To run the scripts, follow these steps:
-
Clone this repository to your local machine:
git clone https://github.com/SUNBALSHEHZADI/data-science-intern-tasks.git cd data-science-intern-tasks
-
Install the required libraries:
pip install -r requirements.txt
-
Run the individual scripts for each task:
- Task 1 (EDA and Visualization):
python task1_eda.py
- Task 2 (Sentiment Analysis):
python task2_sentiment_analysis.py
- Task 3 (Fraud Detection):
python task3_fraud_detection.py
- Task 4 (House Price Prediction):
python task4_house_price_prediction.py
- Task 1 (EDA and Visualization):
-
Follow the instructions in the script to input data and view results.
- The analysis revealed that certain columns had a significant amount of missing data, such as price and location-related fields.

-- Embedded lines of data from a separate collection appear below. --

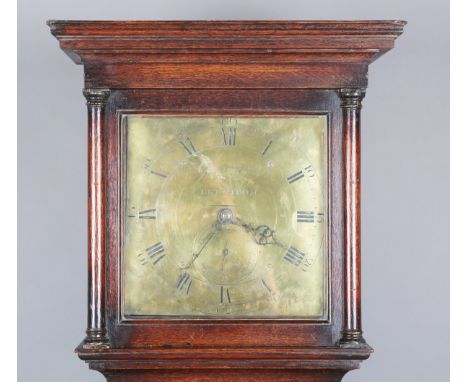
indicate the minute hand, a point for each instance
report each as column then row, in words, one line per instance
column 262, row 234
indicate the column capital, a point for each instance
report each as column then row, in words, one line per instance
column 96, row 97
column 351, row 97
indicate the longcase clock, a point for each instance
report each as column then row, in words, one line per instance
column 224, row 196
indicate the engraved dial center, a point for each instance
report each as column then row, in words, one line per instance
column 225, row 216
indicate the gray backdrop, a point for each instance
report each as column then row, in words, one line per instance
column 405, row 172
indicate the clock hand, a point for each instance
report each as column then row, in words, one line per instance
column 215, row 228
column 262, row 234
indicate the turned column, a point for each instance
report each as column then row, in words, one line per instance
column 351, row 108
column 96, row 335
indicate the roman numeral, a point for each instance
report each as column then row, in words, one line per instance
column 266, row 147
column 184, row 283
column 305, row 216
column 149, row 164
column 298, row 175
column 225, row 296
column 153, row 254
column 265, row 285
column 306, row 171
column 188, row 146
column 147, row 214
column 294, row 256
column 229, row 136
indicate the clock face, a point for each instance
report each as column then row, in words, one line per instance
column 224, row 216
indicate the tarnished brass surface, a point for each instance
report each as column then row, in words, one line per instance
column 211, row 216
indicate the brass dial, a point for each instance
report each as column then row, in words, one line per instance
column 224, row 216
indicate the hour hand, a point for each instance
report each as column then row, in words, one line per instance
column 262, row 234
column 215, row 228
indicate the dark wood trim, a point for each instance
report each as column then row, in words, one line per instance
column 208, row 332
column 224, row 67
column 96, row 334
column 351, row 106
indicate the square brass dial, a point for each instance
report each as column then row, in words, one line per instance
column 224, row 216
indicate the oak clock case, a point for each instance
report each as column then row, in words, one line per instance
column 224, row 196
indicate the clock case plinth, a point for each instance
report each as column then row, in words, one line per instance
column 224, row 68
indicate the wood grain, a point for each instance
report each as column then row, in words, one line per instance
column 224, row 68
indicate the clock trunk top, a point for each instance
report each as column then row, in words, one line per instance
column 225, row 54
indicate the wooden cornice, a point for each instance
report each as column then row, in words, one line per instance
column 180, row 52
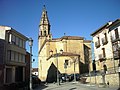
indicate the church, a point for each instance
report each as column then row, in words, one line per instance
column 64, row 55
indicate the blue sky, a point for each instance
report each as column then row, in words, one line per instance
column 73, row 17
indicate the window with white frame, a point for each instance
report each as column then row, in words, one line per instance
column 8, row 55
column 13, row 40
column 16, row 56
column 20, row 44
column 12, row 56
column 17, row 40
column 20, row 57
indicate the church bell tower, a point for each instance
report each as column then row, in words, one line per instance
column 44, row 28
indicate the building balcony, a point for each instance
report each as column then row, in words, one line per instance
column 97, row 44
column 101, row 57
column 113, row 39
column 104, row 41
column 116, row 55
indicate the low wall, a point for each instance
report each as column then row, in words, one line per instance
column 113, row 79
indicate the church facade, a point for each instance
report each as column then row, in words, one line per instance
column 67, row 54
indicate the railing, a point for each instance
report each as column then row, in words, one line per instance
column 104, row 41
column 97, row 44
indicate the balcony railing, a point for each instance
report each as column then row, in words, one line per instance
column 104, row 41
column 101, row 57
column 114, row 39
column 97, row 44
column 116, row 55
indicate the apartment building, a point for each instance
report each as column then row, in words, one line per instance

- Most listings were clustered in urban areas, and there were noticeable outliers in pricing (e.g., ultra-expensive properties).
- A correlation heatmap showed that price had a strong positive correlation with features like number of bedrooms and availability.

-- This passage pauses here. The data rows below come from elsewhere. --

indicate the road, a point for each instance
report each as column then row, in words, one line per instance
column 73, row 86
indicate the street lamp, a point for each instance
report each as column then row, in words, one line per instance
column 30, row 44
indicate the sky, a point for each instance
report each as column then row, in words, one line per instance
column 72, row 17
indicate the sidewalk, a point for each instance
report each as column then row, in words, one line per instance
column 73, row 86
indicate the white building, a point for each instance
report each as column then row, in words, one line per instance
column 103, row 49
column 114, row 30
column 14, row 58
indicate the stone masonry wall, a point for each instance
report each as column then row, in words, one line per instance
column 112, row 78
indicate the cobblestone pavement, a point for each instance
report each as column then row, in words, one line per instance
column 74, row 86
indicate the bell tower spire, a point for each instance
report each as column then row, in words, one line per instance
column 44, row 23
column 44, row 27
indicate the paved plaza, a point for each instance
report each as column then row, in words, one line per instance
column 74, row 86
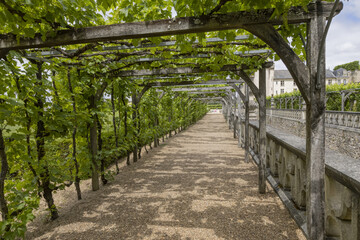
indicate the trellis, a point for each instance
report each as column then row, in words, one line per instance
column 309, row 78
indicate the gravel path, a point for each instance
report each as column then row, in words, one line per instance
column 194, row 186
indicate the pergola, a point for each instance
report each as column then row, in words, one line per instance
column 309, row 77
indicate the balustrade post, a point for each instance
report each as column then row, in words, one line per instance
column 315, row 128
column 247, row 116
column 262, row 130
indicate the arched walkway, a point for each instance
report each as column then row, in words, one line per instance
column 195, row 186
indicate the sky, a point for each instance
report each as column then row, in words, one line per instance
column 343, row 40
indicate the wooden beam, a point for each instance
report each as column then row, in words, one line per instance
column 247, row 120
column 191, row 83
column 163, row 27
column 237, row 89
column 127, row 46
column 207, row 92
column 294, row 64
column 201, row 89
column 180, row 70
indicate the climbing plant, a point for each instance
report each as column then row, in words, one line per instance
column 67, row 113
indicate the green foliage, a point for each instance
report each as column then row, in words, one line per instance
column 333, row 94
column 351, row 66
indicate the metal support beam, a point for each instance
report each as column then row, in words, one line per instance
column 247, row 120
column 165, row 27
column 193, row 89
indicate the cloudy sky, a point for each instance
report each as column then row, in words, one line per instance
column 343, row 40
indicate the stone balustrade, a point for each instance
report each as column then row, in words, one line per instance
column 342, row 119
column 286, row 163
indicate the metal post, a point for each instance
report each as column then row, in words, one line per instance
column 315, row 130
column 262, row 130
column 247, row 116
column 239, row 123
column 235, row 119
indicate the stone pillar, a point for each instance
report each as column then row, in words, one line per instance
column 247, row 117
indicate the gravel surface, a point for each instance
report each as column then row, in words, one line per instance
column 194, row 186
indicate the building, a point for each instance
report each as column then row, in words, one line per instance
column 283, row 82
column 344, row 76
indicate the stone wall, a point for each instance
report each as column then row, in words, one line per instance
column 285, row 160
column 341, row 139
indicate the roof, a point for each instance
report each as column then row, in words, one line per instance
column 285, row 74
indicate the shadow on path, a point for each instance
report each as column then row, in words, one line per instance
column 195, row 186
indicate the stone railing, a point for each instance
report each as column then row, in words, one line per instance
column 343, row 119
column 287, row 113
column 346, row 119
column 286, row 163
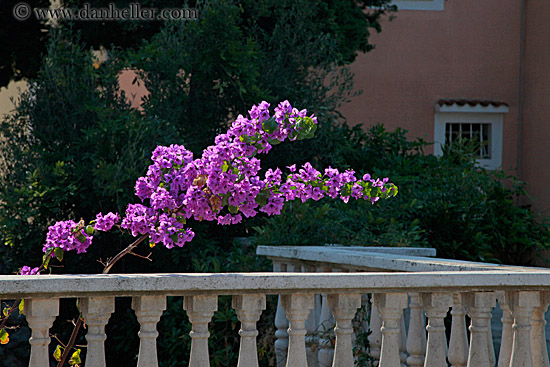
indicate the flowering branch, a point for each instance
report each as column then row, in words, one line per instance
column 222, row 185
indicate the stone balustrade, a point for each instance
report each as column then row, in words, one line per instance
column 414, row 345
column 340, row 294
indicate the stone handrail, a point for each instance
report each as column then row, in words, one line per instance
column 411, row 259
column 412, row 328
column 525, row 294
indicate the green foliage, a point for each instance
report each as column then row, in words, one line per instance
column 449, row 203
column 72, row 148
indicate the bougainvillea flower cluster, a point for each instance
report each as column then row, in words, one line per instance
column 225, row 183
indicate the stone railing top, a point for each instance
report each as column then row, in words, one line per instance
column 412, row 251
column 360, row 258
column 43, row 286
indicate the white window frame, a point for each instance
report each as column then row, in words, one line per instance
column 438, row 5
column 472, row 114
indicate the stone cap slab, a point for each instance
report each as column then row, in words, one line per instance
column 363, row 259
column 43, row 286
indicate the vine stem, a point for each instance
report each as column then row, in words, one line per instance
column 126, row 251
column 9, row 313
column 106, row 270
column 70, row 345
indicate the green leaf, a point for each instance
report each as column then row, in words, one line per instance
column 270, row 125
column 262, row 197
column 75, row 358
column 58, row 353
column 225, row 167
column 89, row 230
column 58, row 253
column 4, row 337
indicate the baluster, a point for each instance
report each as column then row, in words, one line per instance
column 297, row 308
column 402, row 341
column 522, row 304
column 312, row 339
column 40, row 313
column 436, row 306
column 538, row 334
column 249, row 309
column 479, row 309
column 281, row 323
column 344, row 307
column 326, row 328
column 490, row 345
column 96, row 312
column 391, row 307
column 458, row 343
column 200, row 310
column 148, row 311
column 416, row 338
column 507, row 332
column 375, row 338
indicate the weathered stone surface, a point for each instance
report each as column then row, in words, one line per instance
column 378, row 259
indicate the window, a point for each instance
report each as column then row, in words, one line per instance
column 479, row 122
column 479, row 134
column 419, row 4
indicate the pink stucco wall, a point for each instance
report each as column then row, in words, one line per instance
column 535, row 132
column 470, row 50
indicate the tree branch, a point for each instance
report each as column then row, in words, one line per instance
column 127, row 250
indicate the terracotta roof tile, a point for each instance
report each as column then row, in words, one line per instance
column 470, row 102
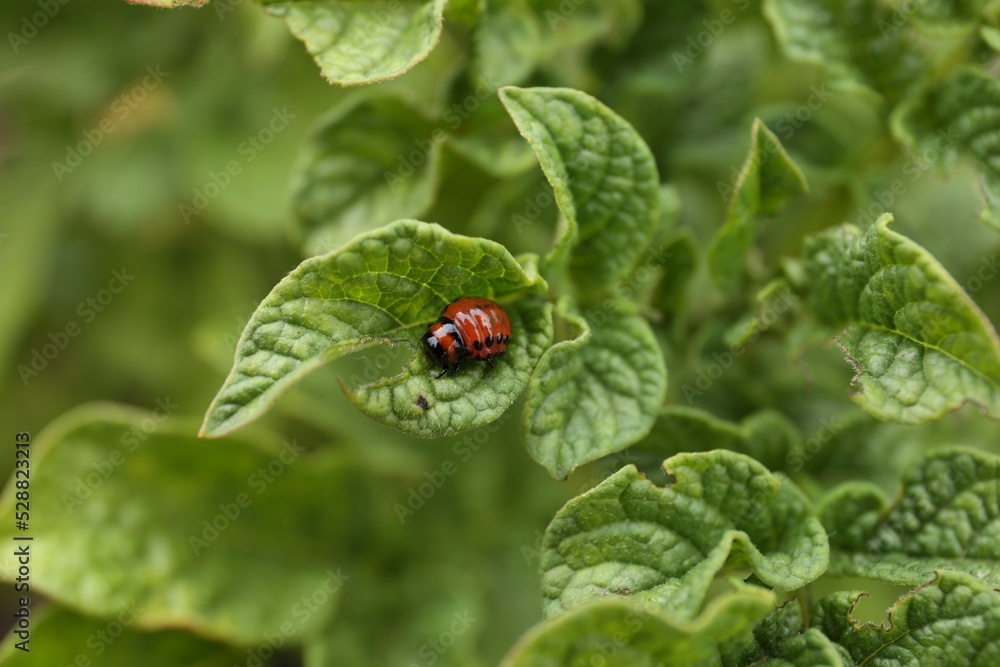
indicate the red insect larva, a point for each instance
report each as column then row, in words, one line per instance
column 469, row 327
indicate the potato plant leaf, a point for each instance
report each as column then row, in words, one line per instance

- The preprocessing steps (tokenization, stopword removal, and lemmatization) improved model performance by reducing noise in the text.
- The Logistic Regression model achieved a good balance between precision and recall, with an F1-score indicating solid performance.
- TF-IDF was effective in representing text data for classification tasks.
- SMOTE helped to balance the dataset by generating synthetic samples for the minority class (fraudulent transactions).
- The Random Forest model performed well in detecting fraud, with precision and recall metrics providing insights into false positives and false negatives.
- The testing interface allowed for real-time detection of fraudulent transactions.
- The custom implementations of Linear Regression, Random Forest, and XGBoost provided a comparison of the models' performance.
- Random Forest and XGBoost outperformed Linear Regression in terms of both RMSE and R².
- Feature importance visualizations helped identify which factors (e.g., number of rooms, crime rate) were most influential in predicting house prices.
This repository showcases four essential tasks in the data science workflow, covering data analysis, text processing, model development, and performance evaluation. By following the steps outlined in each task, data science interns can gain hands-on experience in solving real-world problems using Python and machine learning techniques.